The criticisms compiled by this newspaper are very abundant. «People are outraged. We have lost a debate that we had won again. You say two words in Basque, you translate to yourself and explain that this can be done now, but to do half of the intervention in Basque...», laments another of the best-known deputies of the conservative bench. “Everyone was upset” when they heard it, he adds.
"Instead of talking" about the violation of the House's regulations, "they are talking about Sémper's speech," adds another parliamentarian. "We haven't understood it," says another. Especially because on Monday, at a press conference in Genoa, Sémper assured that the PP would not do "the canelo" and would speak in Spanish. "Have you done the cinnamon today?" another deputy prodded once the plenary session was over. “It has been contradictory,” he concluded.

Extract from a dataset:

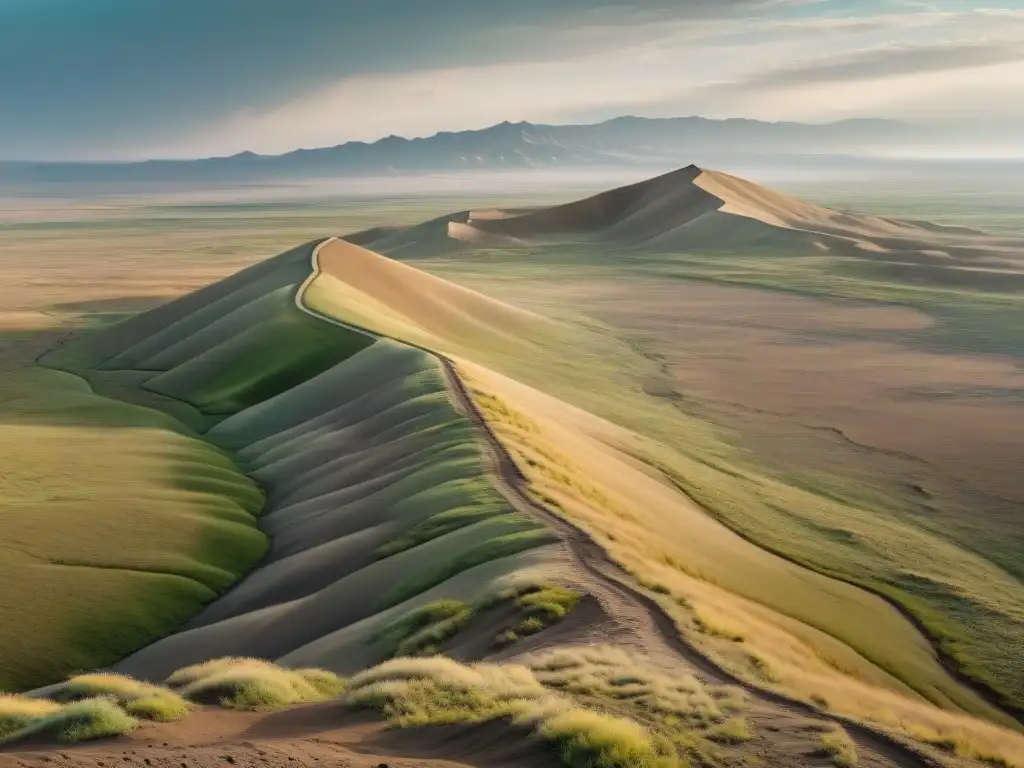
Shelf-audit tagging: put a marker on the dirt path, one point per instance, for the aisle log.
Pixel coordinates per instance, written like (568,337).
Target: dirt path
(640,620)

At the weekend it was decided that Sémper would be the one to speak. "He is the message," they explain in Genoa. He had informed the management that he would include a paragraph in Basque (not three) to "show" that "it is not about promoting languages but about promoting a candidate," as a Genoa leader said later. The PP takes the edge off the controversy by ensuring that its group "is plural." "It is difficult to find someone who can teach Borja lessons in political courage," they add. "If 70% of your group does not understand you and you have to explain yourself, you have made a mistake," says one deputy.